2) Indefinite Quantity. An indefinite quantity contract is a contract for an indefinite amount of supplies or services, within stated limits, to be furnished at specified times, or as ordered, that establishes unit prices of a fixed-price type. Generally, an estimated quantity is based on historical usage or the best information available as to quantity as stated in the solicitation. The contract may provide a minimum quantity the State is obligated to order and shall also provide for a maximum quantity provision that limits the State's ability to order. If the contract identifies an estimated quantity, the State agency may order in the aggregate up to 20% more than the estimate without approval of the CPO or SPO. For amounts that exceed 20% of the maximum quantity, a new procurement for the additional quantity is required.
h) Leases. A lease is a contract for the use of supplies or real property under which title will not pass to the State at any time, except pursuant to an option to purchase.
i) Option Provisions. A solicitation may contain options for renewal, extension or purchase, and, if it does, the solicitation shall also include the requirements for exercising a given option, establish the term, and either establish the price or include the formula for establishing the price. Contracts based on a solicitation may include only those options included in the solicitation, and other options shall be included as required terms in the contract. Exercise of options shall be performed in accordance with the contract, the Code and other provisions of this Part. Failure to include the options in the contract shall render the option provisions void.

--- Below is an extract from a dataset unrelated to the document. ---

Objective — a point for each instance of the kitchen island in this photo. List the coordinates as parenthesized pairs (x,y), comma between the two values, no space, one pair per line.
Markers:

j) State Produced Supplies and Services. Notwithstanding any provision in any contract, supplies or services available in-house or from State programs, such as the Illinois Correctional Industries, may be ordered without violating any contract.
k) Energy Conservation. State agency procurements of energy conservation measures, including guaranteed energy savings contracts, shall be made in accordance with the Code and this Part, except as otherwise authorized by the Code.

Ill. Admin. Code tit. 44, § 8.2055

Adopted at 38 Ill. Reg. 10903, effective 5/7/2014.